The warden shook his head. "But we'll have the troopers get some dogs over there. Hope it pans out," he added, whispering, "Lord, I hope that."

So ended my grim task on this grim evening.

Prison chaplains always walk the last hundred feet with the condemned but rarely are they enlisted as a last-ditch means to wheedle information out of the prisoners. I'd consulted my bishop and this mission didn't seem to violate my vows. Still, it was clearly a deceit and one that would trouble me, I suspected, for a long time. Yet it would trouble me less than the thought of Allison Morgan's body lying in an unconsecrated grave, whose location Manko adamantly refused to reveal — his ultimate way, he said, of protecting her from her father.

Allison Kimberly Morgan — stalked relentlessly for months after she dumped Manko following their second date. Kidnapped from her bed then driven through four states with the FBI and a hundred troopers in pursuit. And finally… finally, when it was clear that Manko's precious plans for a life together in Florida would never happen, knifed to death while — apparently — he held her close and told her how there wasn't enough room in his heart for all the love he felt for her.

Until tonight her parents' only consolation was in knowing that she'd died quickly — her abundant blood in the front seat of his Dodge testified to that. Now there was at least the hope they could give her a proper burial and in doing so offer her a bit of the love that they may — or may not — have denied her in life.

Manko appeared in the hallway, wearing disposable paper slippers the condemned wear to the execution chamber. The warden looked at his watch and motioned him down the corridor. "You'll go peaceful, won't you, son?"

Manko laughed.

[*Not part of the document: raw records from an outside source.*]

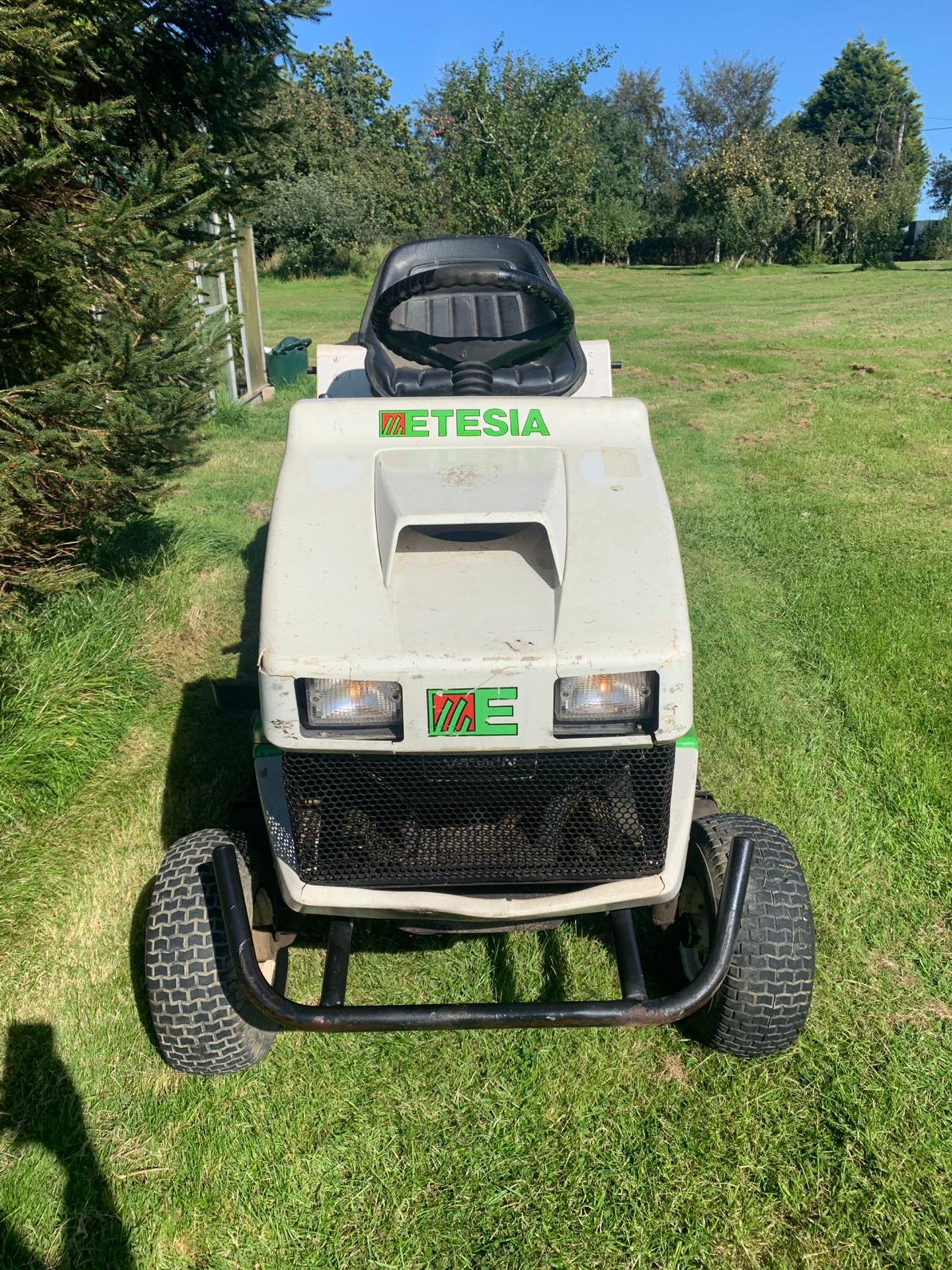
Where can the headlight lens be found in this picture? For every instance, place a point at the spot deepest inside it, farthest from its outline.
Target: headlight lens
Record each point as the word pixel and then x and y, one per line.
pixel 607 698
pixel 353 702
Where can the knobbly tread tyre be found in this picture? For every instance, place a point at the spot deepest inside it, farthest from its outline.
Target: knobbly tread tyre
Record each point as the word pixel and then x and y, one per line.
pixel 763 1003
pixel 204 1023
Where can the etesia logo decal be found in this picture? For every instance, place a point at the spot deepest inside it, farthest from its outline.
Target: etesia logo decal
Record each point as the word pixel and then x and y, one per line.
pixel 471 712
pixel 466 422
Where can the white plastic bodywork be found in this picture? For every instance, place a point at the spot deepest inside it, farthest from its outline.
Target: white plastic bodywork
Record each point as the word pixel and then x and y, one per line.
pixel 587 579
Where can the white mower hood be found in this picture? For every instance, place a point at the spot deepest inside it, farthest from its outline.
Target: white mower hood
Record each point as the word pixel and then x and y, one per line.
pixel 467 542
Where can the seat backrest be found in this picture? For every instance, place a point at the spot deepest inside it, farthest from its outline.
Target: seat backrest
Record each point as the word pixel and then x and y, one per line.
pixel 477 313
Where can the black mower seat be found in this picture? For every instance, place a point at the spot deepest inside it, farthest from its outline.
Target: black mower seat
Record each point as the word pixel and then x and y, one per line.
pixel 469 313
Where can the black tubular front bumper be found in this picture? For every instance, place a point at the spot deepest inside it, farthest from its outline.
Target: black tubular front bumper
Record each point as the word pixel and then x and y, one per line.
pixel 634 1010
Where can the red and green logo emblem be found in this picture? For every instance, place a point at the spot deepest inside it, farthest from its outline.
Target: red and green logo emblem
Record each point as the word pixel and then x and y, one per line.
pixel 471 712
pixel 393 423
pixel 444 421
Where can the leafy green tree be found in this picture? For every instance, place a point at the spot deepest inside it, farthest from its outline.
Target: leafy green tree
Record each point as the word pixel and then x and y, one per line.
pixel 340 138
pixel 610 228
pixel 736 192
pixel 939 190
pixel 730 98
pixel 513 144
pixel 323 222
pixel 866 103
pixel 104 372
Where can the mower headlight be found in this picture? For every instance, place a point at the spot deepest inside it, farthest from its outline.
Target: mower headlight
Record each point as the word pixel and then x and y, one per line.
pixel 607 698
pixel 348 704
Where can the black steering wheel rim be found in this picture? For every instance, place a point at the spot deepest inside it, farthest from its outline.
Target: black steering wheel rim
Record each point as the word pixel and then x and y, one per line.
pixel 451 352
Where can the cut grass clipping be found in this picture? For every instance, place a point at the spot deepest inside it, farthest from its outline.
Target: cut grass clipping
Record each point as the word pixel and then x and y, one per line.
pixel 804 423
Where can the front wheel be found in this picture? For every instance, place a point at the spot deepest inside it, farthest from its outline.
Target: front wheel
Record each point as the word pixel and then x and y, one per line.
pixel 204 1023
pixel 762 1006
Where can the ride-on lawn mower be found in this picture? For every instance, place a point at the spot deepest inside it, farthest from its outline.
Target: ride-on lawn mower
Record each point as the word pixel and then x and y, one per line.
pixel 475 683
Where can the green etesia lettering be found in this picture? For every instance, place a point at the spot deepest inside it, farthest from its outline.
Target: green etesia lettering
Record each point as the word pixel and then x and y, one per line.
pixel 534 423
pixel 467 423
pixel 441 414
pixel 494 422
pixel 416 423
pixel 492 705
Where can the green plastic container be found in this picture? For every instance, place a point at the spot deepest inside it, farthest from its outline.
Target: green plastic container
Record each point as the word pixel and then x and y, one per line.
pixel 287 361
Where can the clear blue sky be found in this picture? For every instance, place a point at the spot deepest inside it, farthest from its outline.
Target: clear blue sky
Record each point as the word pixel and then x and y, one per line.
pixel 412 40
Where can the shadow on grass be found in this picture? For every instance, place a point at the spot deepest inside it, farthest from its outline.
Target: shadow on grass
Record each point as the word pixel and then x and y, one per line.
pixel 40 1105
pixel 136 550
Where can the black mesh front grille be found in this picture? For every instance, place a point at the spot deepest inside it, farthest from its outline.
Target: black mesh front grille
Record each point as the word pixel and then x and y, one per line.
pixel 413 820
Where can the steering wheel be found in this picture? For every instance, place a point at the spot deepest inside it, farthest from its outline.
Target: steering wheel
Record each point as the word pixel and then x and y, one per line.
pixel 471 359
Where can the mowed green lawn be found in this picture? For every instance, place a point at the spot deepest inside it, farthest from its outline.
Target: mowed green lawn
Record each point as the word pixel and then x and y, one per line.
pixel 804 423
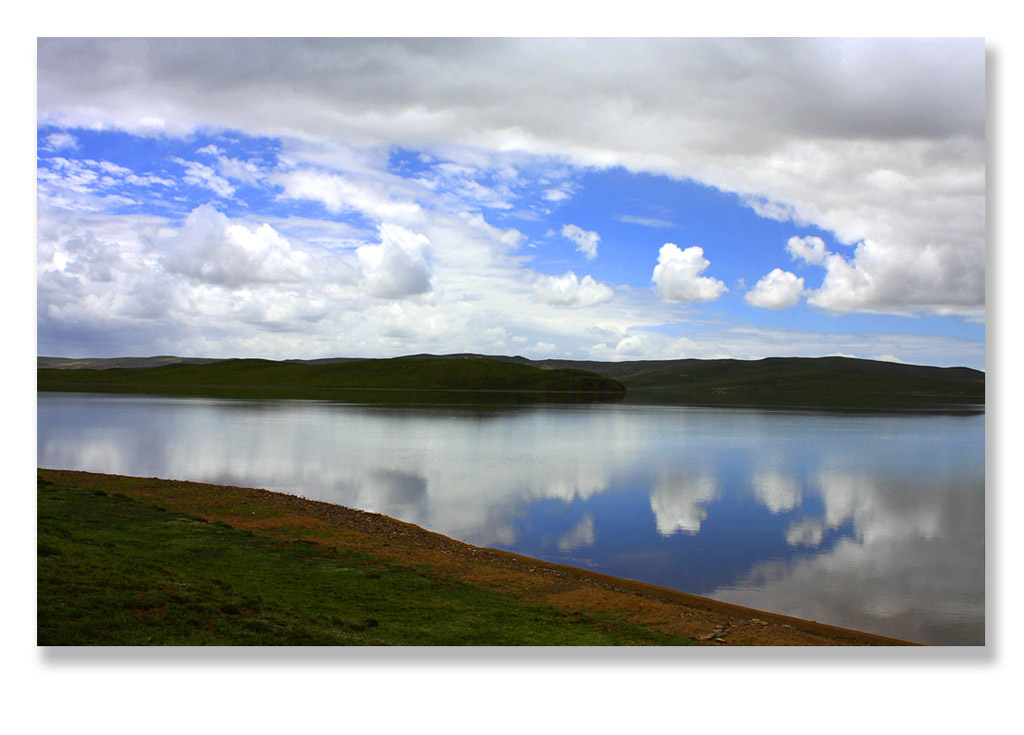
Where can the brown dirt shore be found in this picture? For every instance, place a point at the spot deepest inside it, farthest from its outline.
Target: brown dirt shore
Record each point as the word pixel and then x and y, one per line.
pixel 656 608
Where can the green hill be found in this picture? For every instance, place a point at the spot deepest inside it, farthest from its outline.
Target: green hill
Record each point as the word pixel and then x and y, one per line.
pixel 404 380
pixel 832 382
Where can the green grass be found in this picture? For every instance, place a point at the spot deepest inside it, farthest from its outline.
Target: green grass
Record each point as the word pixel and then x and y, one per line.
pixel 113 570
pixel 404 380
pixel 811 382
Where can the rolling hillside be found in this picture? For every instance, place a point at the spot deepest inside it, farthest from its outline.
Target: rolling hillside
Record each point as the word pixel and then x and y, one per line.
pixel 256 378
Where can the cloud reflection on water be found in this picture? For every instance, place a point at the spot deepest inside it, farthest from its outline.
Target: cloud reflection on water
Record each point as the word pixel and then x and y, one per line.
pixel 871 522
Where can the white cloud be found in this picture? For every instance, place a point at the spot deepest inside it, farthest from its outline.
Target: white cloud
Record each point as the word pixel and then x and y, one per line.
pixel 338 192
pixel 646 221
pixel 199 174
pixel 210 249
pixel 879 139
pixel 568 290
pixel 397 267
pixel 540 350
pixel 811 250
pixel 60 140
pixel 777 290
pixel 677 275
pixel 586 241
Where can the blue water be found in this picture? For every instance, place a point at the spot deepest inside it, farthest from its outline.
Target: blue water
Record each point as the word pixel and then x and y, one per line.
pixel 866 521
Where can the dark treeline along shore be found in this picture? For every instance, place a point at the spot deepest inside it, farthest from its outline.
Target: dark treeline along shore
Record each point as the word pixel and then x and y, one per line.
pixel 782 382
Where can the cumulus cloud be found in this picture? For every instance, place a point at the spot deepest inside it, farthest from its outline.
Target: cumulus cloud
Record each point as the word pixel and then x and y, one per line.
pixel 57 141
pixel 199 174
pixel 677 275
pixel 397 267
pixel 879 139
pixel 210 249
pixel 810 250
pixel 585 241
pixel 568 290
pixel 339 192
pixel 778 290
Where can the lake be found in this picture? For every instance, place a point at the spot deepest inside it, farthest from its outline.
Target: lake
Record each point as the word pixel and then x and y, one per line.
pixel 875 522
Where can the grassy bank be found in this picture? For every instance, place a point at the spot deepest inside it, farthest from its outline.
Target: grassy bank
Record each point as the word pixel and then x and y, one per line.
pixel 128 560
pixel 117 570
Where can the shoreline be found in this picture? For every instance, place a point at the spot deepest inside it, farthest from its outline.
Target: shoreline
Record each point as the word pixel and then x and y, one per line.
pixel 571 589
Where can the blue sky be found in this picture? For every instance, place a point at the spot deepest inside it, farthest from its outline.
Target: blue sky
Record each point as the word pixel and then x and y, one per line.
pixel 483 213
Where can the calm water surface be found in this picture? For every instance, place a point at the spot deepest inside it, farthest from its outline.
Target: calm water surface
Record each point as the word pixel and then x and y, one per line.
pixel 871 522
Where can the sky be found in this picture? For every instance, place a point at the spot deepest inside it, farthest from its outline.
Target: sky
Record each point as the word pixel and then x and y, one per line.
pixel 606 199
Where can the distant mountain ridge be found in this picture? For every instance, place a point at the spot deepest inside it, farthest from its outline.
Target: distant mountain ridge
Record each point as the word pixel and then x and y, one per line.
pixel 835 382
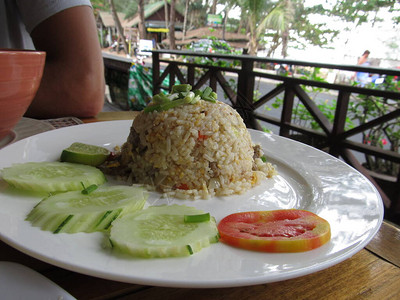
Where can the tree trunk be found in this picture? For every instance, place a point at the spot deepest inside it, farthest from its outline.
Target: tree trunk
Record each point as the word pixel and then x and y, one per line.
pixel 141 26
pixel 214 7
pixel 185 19
pixel 172 26
pixel 166 13
pixel 285 41
pixel 253 42
pixel 120 30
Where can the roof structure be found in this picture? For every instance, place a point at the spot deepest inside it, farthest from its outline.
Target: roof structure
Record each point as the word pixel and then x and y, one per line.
pixel 149 11
pixel 108 20
pixel 236 40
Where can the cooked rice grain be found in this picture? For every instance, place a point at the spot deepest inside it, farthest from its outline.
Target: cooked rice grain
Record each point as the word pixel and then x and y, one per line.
pixel 194 151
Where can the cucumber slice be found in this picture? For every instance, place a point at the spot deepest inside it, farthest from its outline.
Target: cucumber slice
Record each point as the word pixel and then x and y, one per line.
pixel 73 211
pixel 160 231
pixel 52 176
pixel 85 154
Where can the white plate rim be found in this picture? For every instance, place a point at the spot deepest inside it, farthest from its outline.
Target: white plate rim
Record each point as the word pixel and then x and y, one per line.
pixel 339 256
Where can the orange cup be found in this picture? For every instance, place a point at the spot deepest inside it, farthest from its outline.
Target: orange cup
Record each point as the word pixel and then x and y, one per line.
pixel 20 75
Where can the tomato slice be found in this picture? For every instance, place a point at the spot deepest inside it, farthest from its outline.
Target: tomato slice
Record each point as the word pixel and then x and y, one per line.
pixel 286 230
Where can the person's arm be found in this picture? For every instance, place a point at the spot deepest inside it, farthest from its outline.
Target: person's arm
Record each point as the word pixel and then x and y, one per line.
pixel 73 78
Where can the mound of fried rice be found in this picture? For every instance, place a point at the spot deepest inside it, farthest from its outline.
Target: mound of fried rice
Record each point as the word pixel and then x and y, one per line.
pixel 193 151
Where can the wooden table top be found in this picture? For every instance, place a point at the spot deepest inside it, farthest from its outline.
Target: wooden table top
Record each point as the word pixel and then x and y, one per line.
pixel 372 273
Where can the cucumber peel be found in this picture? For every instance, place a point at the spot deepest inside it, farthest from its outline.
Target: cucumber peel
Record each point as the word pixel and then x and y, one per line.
pixel 86 154
pixel 73 212
pixel 52 176
pixel 161 231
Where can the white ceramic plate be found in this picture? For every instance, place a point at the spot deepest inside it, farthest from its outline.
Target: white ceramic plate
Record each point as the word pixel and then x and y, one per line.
pixel 20 282
pixel 308 179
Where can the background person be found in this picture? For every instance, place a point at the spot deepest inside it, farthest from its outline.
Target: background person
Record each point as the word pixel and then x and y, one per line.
pixel 73 78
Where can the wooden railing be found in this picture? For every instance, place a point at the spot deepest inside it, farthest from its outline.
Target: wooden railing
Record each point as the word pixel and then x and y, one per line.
pixel 334 137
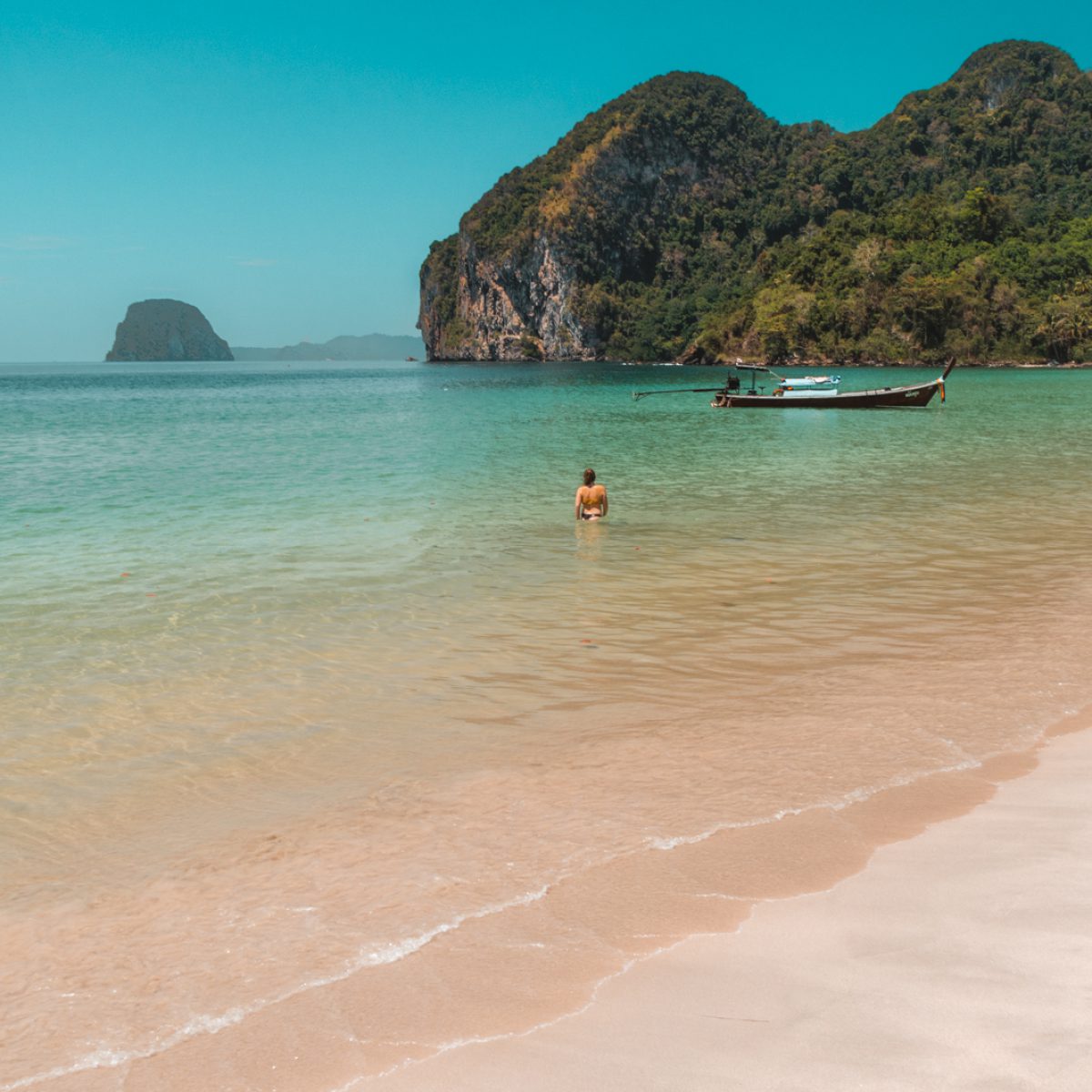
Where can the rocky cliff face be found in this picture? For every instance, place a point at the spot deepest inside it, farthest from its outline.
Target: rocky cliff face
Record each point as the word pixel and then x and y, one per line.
pixel 520 281
pixel 511 308
pixel 167 330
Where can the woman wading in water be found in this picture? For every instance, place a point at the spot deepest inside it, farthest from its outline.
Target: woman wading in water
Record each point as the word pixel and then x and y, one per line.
pixel 591 498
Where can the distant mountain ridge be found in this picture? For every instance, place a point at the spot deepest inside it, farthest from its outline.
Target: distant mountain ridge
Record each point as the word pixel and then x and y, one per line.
pixel 345 348
pixel 681 222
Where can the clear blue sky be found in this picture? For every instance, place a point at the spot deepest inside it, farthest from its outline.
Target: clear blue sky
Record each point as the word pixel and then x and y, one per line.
pixel 284 167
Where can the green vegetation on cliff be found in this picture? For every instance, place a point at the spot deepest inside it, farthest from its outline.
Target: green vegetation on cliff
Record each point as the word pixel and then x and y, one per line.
pixel 685 221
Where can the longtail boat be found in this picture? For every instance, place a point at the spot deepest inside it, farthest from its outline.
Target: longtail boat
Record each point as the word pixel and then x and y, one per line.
pixel 811 392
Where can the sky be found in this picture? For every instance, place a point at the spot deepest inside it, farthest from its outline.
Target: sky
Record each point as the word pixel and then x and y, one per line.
pixel 284 167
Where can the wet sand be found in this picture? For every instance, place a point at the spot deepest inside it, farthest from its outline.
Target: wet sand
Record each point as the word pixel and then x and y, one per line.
pixel 960 959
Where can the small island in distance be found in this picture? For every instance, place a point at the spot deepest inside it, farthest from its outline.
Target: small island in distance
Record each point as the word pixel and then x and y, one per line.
pixel 345 348
pixel 167 330
pixel 681 223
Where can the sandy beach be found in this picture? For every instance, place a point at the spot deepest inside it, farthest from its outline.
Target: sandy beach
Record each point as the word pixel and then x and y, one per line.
pixel 959 959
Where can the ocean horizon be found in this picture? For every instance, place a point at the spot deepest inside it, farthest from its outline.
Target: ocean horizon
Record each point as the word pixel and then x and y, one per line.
pixel 318 700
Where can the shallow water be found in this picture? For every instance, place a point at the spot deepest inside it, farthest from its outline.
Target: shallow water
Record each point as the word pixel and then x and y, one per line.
pixel 320 711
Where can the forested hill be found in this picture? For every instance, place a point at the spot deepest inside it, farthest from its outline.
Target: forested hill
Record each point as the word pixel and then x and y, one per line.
pixel 678 221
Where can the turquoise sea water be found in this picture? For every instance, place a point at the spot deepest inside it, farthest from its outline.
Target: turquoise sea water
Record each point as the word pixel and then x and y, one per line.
pixel 236 596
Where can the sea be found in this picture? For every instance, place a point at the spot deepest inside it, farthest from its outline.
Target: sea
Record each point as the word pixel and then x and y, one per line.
pixel 330 740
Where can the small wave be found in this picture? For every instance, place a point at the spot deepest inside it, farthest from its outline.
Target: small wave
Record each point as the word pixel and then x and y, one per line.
pixel 211 1025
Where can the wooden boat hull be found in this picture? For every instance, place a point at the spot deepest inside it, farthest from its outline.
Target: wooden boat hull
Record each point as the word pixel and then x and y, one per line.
pixel 883 398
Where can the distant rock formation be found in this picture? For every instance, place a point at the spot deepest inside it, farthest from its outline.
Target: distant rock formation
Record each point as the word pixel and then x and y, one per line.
pixel 680 222
pixel 347 348
pixel 167 330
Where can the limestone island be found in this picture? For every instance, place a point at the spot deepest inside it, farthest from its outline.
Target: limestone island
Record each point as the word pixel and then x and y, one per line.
pixel 167 330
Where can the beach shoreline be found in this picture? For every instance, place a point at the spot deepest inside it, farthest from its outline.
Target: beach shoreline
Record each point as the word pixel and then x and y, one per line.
pixel 956 959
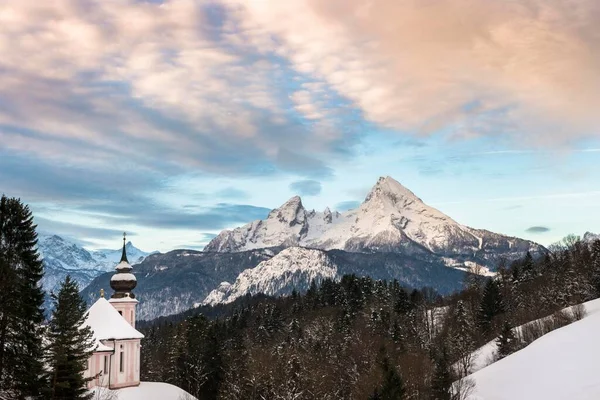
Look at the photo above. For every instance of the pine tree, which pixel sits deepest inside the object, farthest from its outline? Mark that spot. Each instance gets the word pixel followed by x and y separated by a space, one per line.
pixel 461 338
pixel 491 305
pixel 596 266
pixel 527 271
pixel 441 383
pixel 69 345
pixel 506 342
pixel 392 387
pixel 21 302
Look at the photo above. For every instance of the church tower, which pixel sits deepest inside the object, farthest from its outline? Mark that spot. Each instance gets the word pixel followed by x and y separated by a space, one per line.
pixel 123 282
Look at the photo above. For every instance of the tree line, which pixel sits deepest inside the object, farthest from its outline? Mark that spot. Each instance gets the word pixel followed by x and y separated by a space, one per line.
pixel 358 338
pixel 38 359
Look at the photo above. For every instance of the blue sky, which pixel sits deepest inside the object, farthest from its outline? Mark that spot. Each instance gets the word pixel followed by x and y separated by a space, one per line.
pixel 174 120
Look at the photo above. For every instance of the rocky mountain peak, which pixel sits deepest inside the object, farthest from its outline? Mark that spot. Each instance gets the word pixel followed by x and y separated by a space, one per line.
pixel 389 189
pixel 291 213
pixel 327 216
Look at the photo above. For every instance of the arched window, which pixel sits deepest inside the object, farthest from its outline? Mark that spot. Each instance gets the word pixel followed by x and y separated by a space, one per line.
pixel 121 360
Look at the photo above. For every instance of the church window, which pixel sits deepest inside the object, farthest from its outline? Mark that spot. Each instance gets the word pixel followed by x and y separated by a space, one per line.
pixel 121 360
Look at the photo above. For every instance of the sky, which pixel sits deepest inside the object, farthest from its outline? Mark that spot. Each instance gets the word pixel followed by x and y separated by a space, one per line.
pixel 172 120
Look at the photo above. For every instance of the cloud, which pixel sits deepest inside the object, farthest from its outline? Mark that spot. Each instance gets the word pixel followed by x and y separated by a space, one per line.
pixel 347 205
pixel 537 229
pixel 306 187
pixel 83 84
pixel 232 193
pixel 527 69
pixel 75 231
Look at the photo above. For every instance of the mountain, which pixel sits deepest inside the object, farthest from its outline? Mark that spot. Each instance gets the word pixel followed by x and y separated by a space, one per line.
pixel 391 219
pixel 173 282
pixel 296 267
pixel 181 279
pixel 62 257
pixel 293 268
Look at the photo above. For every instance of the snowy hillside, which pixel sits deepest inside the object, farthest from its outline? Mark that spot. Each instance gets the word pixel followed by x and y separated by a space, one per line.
pixel 559 365
pixel 62 257
pixel 146 391
pixel 293 268
pixel 391 219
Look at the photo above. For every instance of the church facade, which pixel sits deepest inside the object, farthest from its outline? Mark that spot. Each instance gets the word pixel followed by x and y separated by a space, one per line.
pixel 115 362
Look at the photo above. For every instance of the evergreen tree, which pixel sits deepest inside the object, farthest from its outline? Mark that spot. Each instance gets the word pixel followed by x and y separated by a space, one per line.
pixel 461 338
pixel 527 271
pixel 21 305
pixel 392 387
pixel 69 345
pixel 441 383
pixel 491 305
pixel 506 342
pixel 596 266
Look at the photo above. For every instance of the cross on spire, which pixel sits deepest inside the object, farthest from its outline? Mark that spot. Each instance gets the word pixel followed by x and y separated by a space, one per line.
pixel 124 255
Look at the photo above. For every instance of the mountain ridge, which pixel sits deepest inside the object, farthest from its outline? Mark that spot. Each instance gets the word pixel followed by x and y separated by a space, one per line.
pixel 392 218
pixel 62 257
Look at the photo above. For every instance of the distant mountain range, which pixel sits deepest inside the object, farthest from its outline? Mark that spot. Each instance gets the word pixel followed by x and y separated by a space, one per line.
pixel 181 279
pixel 391 219
pixel 62 257
pixel 590 237
pixel 391 235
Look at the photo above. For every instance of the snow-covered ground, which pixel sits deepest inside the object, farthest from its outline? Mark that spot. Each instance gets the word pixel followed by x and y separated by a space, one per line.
pixel 146 391
pixel 562 364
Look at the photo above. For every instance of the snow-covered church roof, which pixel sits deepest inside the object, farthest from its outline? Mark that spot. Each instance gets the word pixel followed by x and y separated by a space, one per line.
pixel 107 324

He was the only one here with serenity in his eyes.

And why not?

He was about to join his own true love. They'd be together once again.

"You like my story, Frank?"

I told him I did. Then he smiled at me in a curious way, an expression that seemed to contain a hint both of forgiveness and of something I can only call the irrepressible Manko challenge. Perhaps, I reflected, it would not be this evening's deceit that would weigh on me so heavily but rather the simple fact that I would never know whether or not Manko was on to me.

But who could tell? He was, as I've said, a born actor.

The warden looked at me. "Father?"

I shook my head. "I'm afraid Manko's going to forgo absolution," I said. "But he'd like me to read him a few psalms."

"Allison," Manko said earnestly, "loves poetry."

I slipped the Bible from my suit pocket and began to read as we started down the corridor, walking side by side.